Once the books hit the silver screen in 1962, with “Dr. No,” James Bond became a household name, and a household face … and body. And well he would, since he was played by Sean Connery.
Solid gold Bond
OK, it’s nitty-gritty time. Yeah, I know a bunch of actors have played Bond, including Roger Moore, George Lazenby, Pierce Brosnan, Timothy Dalton and most recently Daniel Craig. And I also know everyone has at least one opinion about who the best Bond was/is/will be or whatevs, and they of course have a right to their opinion. But since they’re not writing this column, the irrefutable truth is Sean Connery is the James Bond. Period.

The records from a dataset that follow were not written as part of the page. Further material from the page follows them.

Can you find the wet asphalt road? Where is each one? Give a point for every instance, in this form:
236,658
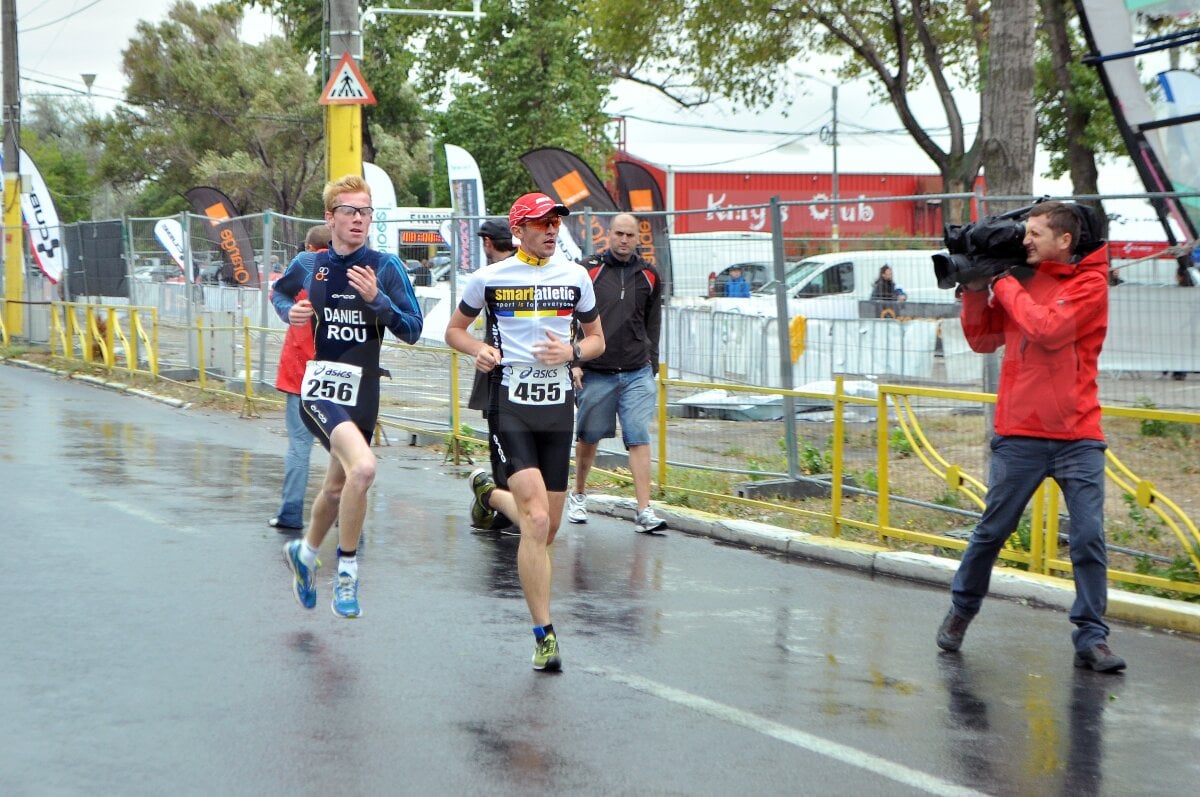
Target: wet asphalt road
151,645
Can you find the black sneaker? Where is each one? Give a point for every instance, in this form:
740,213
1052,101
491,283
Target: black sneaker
951,631
1099,658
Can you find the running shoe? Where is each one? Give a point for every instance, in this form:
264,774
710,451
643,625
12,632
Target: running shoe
647,521
545,654
304,583
480,515
577,507
346,595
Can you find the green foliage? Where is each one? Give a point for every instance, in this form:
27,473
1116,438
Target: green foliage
517,84
205,108
1155,427
66,173
1145,525
747,51
1180,569
899,443
949,498
469,444
814,460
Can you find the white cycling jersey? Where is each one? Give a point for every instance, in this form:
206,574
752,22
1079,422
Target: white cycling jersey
525,298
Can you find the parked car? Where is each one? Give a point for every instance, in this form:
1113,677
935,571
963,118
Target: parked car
209,274
162,273
756,274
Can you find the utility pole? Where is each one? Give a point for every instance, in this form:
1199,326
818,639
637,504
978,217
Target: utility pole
343,123
13,235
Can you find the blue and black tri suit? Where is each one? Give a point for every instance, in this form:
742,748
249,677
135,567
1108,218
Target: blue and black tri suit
349,330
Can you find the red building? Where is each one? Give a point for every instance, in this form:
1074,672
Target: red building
702,201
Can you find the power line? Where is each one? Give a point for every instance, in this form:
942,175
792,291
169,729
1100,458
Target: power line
54,22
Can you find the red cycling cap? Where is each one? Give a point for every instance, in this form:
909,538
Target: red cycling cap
534,205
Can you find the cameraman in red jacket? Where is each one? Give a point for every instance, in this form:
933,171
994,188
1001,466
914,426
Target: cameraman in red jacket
1051,323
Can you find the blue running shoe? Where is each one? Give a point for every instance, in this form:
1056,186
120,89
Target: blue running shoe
304,583
346,595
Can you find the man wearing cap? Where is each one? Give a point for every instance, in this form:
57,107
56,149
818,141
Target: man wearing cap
532,300
497,239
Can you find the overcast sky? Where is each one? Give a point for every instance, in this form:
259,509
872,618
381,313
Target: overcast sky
63,40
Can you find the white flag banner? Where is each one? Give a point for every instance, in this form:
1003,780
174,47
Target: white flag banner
383,190
466,199
171,237
41,217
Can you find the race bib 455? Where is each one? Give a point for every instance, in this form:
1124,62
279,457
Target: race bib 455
538,384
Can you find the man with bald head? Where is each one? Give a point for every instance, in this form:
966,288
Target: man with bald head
621,382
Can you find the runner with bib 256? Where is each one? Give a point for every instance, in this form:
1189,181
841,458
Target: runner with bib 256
355,294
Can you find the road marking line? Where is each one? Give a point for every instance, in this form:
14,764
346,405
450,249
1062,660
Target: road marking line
855,757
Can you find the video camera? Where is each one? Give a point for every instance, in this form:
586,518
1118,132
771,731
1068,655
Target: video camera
983,250
996,244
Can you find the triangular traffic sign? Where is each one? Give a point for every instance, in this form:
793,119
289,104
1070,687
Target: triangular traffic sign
346,85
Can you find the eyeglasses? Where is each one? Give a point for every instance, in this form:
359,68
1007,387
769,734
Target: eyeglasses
351,210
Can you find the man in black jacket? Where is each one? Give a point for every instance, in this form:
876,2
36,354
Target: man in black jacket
621,382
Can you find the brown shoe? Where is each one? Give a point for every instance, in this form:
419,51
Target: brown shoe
1099,658
951,631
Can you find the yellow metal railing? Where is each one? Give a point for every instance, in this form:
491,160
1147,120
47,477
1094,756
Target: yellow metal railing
100,331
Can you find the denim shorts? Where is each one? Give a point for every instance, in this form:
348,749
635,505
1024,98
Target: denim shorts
606,396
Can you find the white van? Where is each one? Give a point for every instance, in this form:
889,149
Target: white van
697,258
852,275
832,285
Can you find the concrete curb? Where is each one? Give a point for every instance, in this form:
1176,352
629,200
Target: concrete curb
96,381
1006,582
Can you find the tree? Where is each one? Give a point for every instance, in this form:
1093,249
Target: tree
1007,126
54,137
526,76
523,77
395,130
743,49
203,107
1075,121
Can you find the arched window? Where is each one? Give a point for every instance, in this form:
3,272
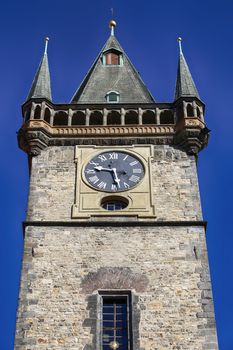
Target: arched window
131,117
60,119
96,118
27,114
37,112
47,115
112,58
78,118
148,117
113,97
166,117
190,111
198,112
114,118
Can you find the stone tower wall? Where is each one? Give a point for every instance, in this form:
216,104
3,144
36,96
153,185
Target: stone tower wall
174,176
164,264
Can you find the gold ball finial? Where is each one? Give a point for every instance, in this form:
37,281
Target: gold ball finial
112,23
114,345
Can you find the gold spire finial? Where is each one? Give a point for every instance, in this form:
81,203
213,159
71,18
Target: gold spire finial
46,44
179,39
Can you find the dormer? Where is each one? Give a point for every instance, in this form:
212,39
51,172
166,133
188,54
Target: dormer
112,57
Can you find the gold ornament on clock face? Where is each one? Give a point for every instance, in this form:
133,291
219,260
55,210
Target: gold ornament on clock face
114,171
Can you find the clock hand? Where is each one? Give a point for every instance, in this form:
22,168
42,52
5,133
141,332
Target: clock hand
116,178
99,168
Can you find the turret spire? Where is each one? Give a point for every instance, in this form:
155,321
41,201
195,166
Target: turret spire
185,86
41,87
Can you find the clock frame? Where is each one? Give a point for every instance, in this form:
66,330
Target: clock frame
113,171
88,200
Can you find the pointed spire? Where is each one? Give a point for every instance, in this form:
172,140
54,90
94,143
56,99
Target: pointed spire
41,87
120,77
185,86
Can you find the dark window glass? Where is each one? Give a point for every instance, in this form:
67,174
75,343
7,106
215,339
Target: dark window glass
112,58
115,323
114,205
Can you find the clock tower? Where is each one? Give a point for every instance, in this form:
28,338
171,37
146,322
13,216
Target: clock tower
114,240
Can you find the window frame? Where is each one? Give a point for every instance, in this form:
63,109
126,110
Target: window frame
116,94
114,295
104,58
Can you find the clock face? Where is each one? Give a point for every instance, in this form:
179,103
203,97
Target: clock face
114,171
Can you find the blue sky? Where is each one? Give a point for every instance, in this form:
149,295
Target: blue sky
147,31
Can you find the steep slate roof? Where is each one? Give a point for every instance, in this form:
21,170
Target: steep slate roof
185,85
41,86
123,79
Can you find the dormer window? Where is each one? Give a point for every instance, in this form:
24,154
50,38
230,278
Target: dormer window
112,58
113,97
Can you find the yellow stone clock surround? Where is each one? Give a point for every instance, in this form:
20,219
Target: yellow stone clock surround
88,200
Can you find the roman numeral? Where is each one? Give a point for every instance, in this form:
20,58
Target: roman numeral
94,179
134,178
102,157
133,163
113,155
93,163
114,187
90,171
137,171
102,185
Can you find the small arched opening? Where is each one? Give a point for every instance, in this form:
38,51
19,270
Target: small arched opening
166,117
47,115
37,112
198,112
114,118
60,119
27,114
131,117
148,117
78,118
190,110
96,118
113,97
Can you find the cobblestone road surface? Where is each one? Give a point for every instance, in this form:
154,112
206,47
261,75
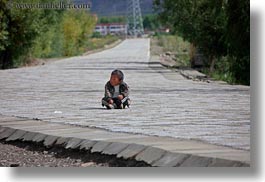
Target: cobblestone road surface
163,102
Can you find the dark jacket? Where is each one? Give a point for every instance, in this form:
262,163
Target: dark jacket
109,90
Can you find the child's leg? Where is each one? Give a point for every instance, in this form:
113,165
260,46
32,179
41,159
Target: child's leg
118,103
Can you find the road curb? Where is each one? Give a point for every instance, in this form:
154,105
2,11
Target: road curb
151,155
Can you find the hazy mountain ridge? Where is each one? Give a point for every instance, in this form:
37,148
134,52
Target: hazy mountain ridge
116,7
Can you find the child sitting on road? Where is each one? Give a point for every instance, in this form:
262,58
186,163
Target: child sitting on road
116,92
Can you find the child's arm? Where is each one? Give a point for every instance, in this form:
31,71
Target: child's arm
107,92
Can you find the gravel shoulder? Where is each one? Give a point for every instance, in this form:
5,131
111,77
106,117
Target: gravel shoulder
26,154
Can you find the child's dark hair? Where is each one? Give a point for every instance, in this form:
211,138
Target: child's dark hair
119,73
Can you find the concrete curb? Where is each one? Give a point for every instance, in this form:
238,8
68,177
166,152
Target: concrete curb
151,155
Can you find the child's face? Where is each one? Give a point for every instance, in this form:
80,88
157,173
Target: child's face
114,80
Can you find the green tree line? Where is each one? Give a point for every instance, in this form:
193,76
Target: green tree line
42,33
219,29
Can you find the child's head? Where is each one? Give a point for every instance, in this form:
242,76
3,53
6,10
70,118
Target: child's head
116,77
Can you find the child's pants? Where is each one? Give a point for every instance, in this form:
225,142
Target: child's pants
120,104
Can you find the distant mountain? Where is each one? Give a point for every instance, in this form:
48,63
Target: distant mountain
116,7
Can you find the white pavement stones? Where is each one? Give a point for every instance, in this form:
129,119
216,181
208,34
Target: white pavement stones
163,102
133,151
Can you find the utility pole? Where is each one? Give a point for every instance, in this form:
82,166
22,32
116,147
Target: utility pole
134,19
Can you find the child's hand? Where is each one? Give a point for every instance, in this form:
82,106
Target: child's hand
120,97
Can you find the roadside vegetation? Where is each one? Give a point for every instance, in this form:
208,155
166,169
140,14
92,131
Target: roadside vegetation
30,34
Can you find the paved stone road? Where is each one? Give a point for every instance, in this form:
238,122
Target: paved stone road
164,103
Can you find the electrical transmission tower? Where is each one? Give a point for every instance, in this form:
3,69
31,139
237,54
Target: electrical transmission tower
134,19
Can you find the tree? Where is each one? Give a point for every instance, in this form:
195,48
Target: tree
218,28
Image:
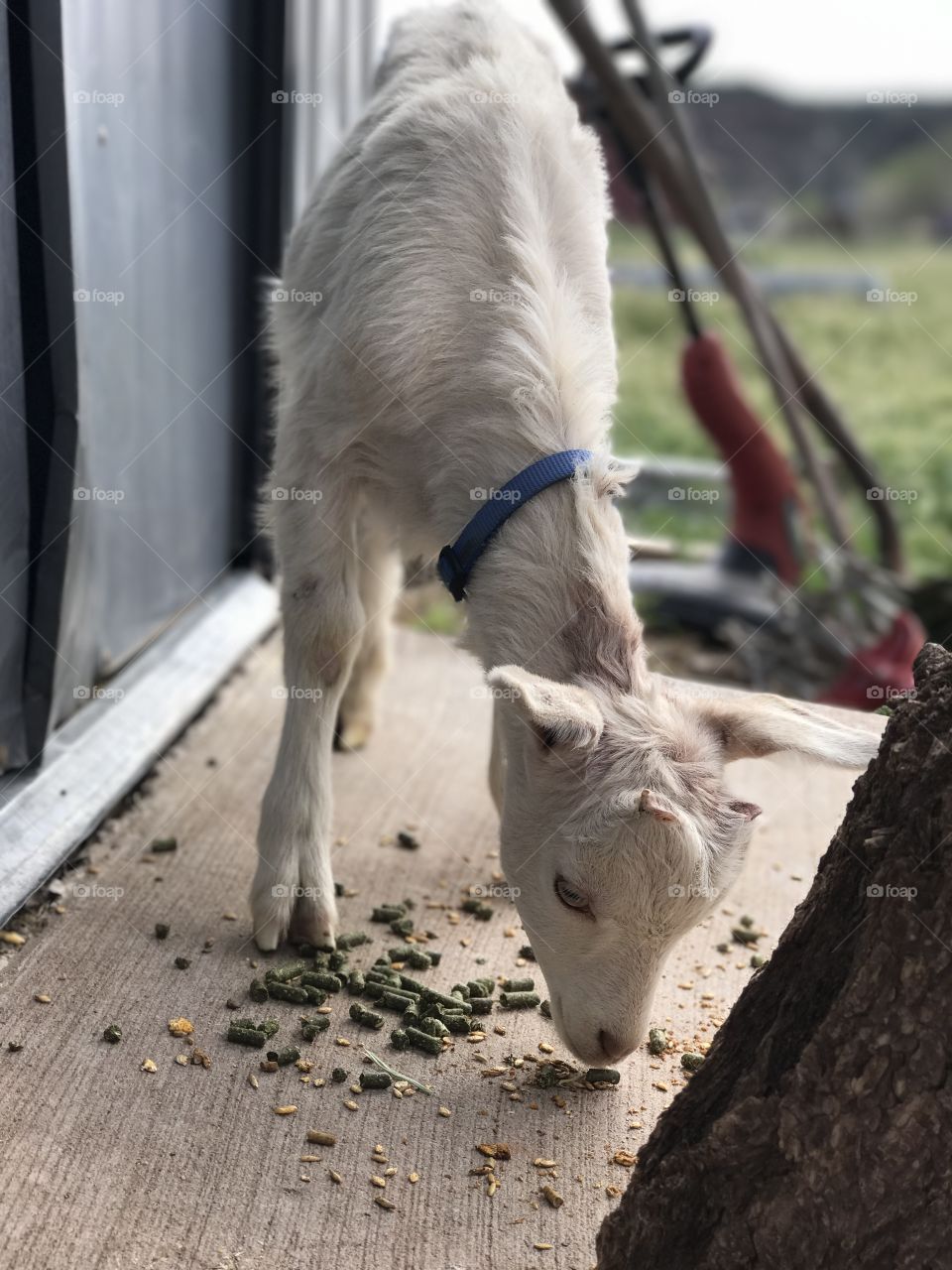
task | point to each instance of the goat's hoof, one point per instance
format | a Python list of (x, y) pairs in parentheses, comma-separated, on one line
[(352, 734)]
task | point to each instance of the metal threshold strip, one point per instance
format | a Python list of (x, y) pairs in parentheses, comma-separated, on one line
[(104, 751)]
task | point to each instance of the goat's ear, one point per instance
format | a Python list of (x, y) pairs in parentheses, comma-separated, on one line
[(652, 803), (560, 714), (756, 725)]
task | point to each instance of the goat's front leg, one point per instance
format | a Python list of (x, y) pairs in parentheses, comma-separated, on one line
[(294, 887), (497, 757)]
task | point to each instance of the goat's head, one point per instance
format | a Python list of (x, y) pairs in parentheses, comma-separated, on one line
[(619, 835)]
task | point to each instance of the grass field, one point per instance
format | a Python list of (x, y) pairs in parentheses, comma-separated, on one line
[(887, 365)]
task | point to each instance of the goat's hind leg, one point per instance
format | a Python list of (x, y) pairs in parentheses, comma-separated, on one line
[(381, 572), (294, 887)]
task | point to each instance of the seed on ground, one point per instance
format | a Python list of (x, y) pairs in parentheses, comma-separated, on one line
[(321, 1138), (494, 1150), (552, 1197)]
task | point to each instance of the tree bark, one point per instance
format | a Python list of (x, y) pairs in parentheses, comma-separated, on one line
[(819, 1130)]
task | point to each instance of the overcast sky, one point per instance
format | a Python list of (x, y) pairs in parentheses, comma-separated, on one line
[(829, 50)]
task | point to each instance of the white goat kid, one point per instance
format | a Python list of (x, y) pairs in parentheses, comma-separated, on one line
[(458, 244)]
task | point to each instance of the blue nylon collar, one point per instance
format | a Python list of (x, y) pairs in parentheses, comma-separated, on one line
[(456, 562)]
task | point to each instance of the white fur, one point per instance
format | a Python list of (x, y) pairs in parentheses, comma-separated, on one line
[(399, 394)]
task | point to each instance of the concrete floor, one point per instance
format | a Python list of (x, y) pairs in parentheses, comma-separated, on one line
[(109, 1166)]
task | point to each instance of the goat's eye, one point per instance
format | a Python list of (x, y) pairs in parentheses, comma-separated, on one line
[(570, 897)]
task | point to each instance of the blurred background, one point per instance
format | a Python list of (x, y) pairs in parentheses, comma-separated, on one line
[(154, 157)]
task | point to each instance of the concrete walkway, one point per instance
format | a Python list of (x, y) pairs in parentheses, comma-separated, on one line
[(108, 1166)]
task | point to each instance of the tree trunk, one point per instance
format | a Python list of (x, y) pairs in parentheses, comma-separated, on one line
[(817, 1133)]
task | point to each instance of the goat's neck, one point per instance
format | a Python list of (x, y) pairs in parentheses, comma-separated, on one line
[(551, 592)]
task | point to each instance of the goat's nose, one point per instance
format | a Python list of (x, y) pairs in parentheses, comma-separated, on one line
[(611, 1047)]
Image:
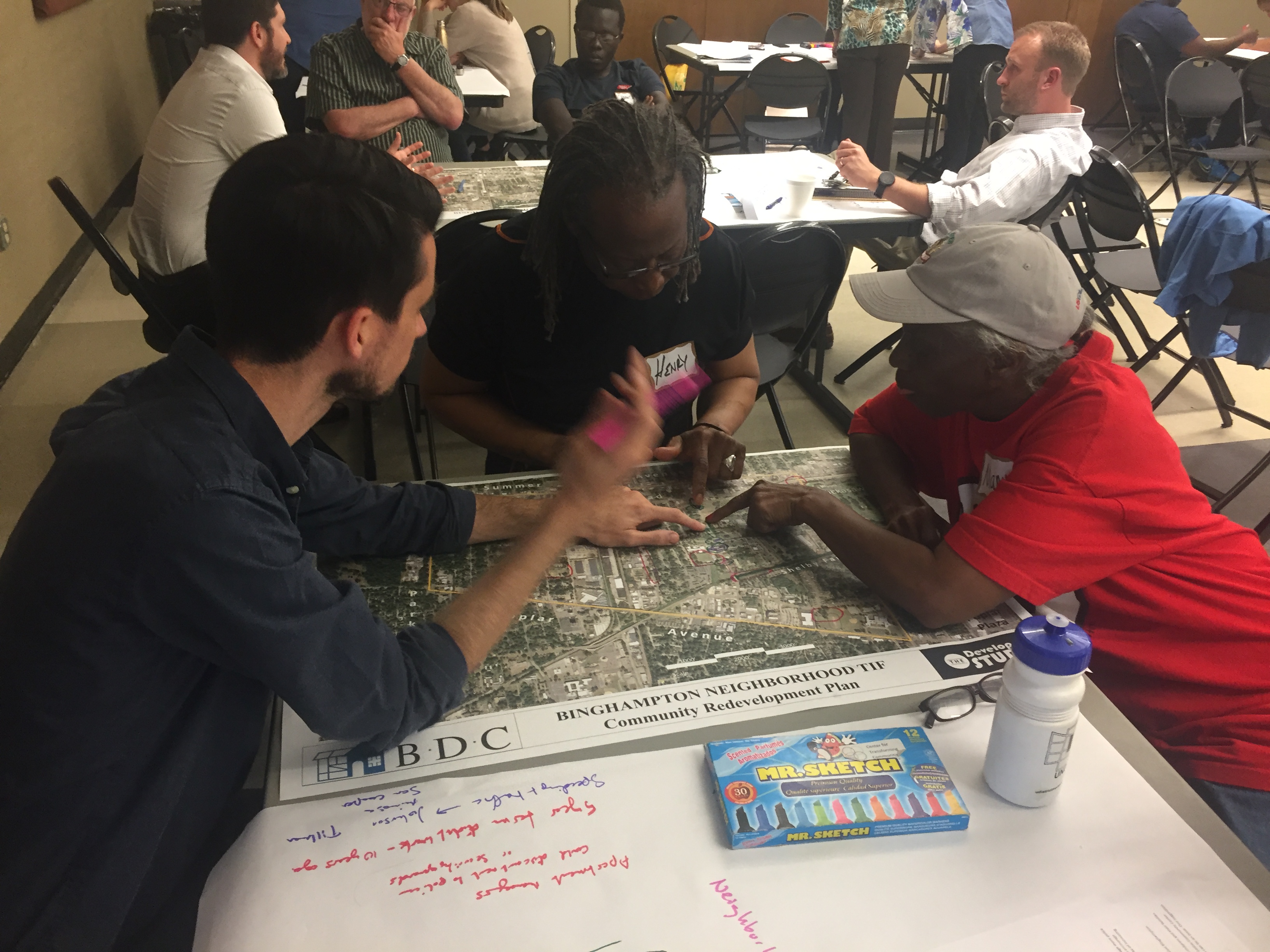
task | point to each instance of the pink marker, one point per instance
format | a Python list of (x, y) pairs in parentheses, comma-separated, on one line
[(609, 432)]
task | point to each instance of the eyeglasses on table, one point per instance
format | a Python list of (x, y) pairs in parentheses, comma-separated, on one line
[(954, 704)]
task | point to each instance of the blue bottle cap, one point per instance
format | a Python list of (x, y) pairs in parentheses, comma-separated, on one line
[(1052, 644)]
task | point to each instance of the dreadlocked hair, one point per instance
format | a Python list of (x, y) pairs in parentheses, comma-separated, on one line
[(640, 149)]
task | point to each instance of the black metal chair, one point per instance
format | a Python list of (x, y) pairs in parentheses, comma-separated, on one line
[(789, 82), (674, 30), (1250, 292), (1255, 80), (795, 28), (534, 143), (174, 36), (1038, 217), (1110, 208), (999, 122), (795, 271), (122, 277), (1206, 89), (542, 42), (1136, 79), (454, 242)]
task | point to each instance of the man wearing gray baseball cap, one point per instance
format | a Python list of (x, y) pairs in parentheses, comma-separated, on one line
[(1057, 479)]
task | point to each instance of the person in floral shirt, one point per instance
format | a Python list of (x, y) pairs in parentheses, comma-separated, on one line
[(980, 32), (872, 44)]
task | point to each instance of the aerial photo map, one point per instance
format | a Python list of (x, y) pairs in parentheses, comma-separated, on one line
[(722, 602), (500, 187)]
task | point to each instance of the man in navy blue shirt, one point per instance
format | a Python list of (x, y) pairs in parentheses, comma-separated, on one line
[(160, 584), (561, 93), (1169, 37)]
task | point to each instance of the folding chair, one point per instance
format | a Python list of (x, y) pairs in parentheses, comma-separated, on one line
[(454, 242), (534, 143), (1110, 208), (1038, 217), (795, 271), (1255, 80), (674, 30), (1136, 79), (795, 28), (1250, 292), (542, 42), (999, 122), (122, 277), (1206, 89), (788, 83)]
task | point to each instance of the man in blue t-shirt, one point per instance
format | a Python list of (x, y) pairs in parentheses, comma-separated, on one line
[(561, 93), (1169, 37)]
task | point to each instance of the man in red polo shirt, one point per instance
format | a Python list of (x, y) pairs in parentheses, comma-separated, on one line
[(1057, 479)]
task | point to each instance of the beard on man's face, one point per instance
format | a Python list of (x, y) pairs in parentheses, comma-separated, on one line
[(357, 385), (274, 64)]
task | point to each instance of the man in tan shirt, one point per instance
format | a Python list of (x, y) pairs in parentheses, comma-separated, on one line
[(486, 33)]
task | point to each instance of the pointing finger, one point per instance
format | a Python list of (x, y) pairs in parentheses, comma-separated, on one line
[(663, 513)]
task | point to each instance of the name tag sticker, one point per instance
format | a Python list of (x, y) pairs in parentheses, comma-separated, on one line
[(674, 364), (994, 472)]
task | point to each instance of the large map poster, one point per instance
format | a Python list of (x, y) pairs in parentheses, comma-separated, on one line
[(497, 187), (637, 641)]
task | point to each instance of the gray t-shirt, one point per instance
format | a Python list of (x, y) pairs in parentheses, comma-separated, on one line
[(489, 41)]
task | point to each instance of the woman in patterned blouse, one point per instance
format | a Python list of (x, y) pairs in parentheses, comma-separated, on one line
[(872, 41)]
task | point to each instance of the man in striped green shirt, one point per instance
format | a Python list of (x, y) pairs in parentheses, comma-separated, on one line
[(378, 79)]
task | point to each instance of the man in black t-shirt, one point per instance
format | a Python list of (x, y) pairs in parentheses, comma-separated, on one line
[(561, 93), (616, 256)]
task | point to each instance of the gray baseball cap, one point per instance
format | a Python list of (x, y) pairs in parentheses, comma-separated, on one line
[(1006, 277)]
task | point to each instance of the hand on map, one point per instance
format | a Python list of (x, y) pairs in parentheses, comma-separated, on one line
[(712, 453), (771, 506), (628, 520), (388, 42), (417, 162), (919, 523)]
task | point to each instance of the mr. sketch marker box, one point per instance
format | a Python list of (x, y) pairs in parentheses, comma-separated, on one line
[(808, 788)]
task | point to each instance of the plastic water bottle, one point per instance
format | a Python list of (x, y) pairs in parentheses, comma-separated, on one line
[(1037, 710)]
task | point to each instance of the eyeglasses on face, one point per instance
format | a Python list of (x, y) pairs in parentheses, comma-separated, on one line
[(954, 704), (586, 36), (399, 9), (634, 273)]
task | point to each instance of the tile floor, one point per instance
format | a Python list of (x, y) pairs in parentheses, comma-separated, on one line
[(96, 334)]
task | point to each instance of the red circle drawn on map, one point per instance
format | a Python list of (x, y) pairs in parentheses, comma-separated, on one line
[(741, 793)]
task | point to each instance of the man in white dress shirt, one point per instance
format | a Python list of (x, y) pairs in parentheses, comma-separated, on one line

In Dr. No, Connery was lean, mean and drop-dead gorgeous. No other Bond ever measured up to him then; in fact, in his later films, he couldn’t measure up to his old self either: By “Never Say Never Again,” which he did at the not-so-tender age of 52, he was thick in the waist and long in the tooth, his Dr. No self a shadow of what he’d become. Which is why when I refer to Connery’s Bond, it’s early Bond.
To Russia With Love is considered by the critics (or at least by a bunch of them) the best Bond movie, and since I don’t know anything about movie criticism, I guess it may be. Certainly, I liked it a lot. But Dr. No left a greater impression because it was the first Bond movie I saw.
It had all the elements I loved about the books. First, of course, there was Bond – dashing, smashing, indomitable. Then there was Dr. No, a villain’s villain. He was a German-Chinese scientist who’d had prosthetic steel hands due either to an experiment gone wrong or amputation by some Tong thugs. I think he also had a glass eye or two. Evil as he was brilliant, he had an island near Jamaica where he’d installed an island of lackeys and some sort of nuclear thingabob that’d destroy U.S. missile flights…unless he was given gazillion dollars or some such.
The plot, as any eighth grader would’ve already guessed: Bond goes to the island, gets captured, escapes, kills the madman, blows up the island, and sails off into the sunset.
I left out two vital elements of the movie’s appeal. One is the scenery, which, filmed on location, was breathtaking – especially to some Adirondack kid whose only idea of an island paradise was Jones Beach.
The other element was more breathtaking. It was Bond’s romantic interest, Honey Ryder. She was played by Ursula Andress in a skimpy white bikini, with a big knife strapped on a belt wider than her bikini bottom. She made her film entrance, emerging from the surf, beyond gorgeous, a shipwrecked sailor’s dream come true.
And what, pray tell, brought her to that beach in the first place? Shell collecting. Yep, that’s the story, which would’ve pushed credulousness past the breaking point if anyone needed a reason why she was there. But believe me, no one I knew cared. Seeing her was enough (though she was such a knockout, seeing was still not believing).
I’ve no idea if she could actually act, and no one cared about that either. And, interestingly, it didn’t matter: Her accent was so strong, her voice was dubbed throughout. Perhaps less interestingly, in typical schoolboy fashion, all my friends referred to her as Ursula un-dress.
Over the years I’ve seen the old Bond movies and reread the books lots of times, and I’ve never tired of either. In fact, I enjoy them as much now as I did 50-plus years ago. And why is that? I’ve come up with a few possibilities.
One, they may be genuine works of art.
Two, I’m hopelessly lost in a fantasy world.
Or three (and most important): They’re exactly what they’re supposed to be — just a whole lot of fun.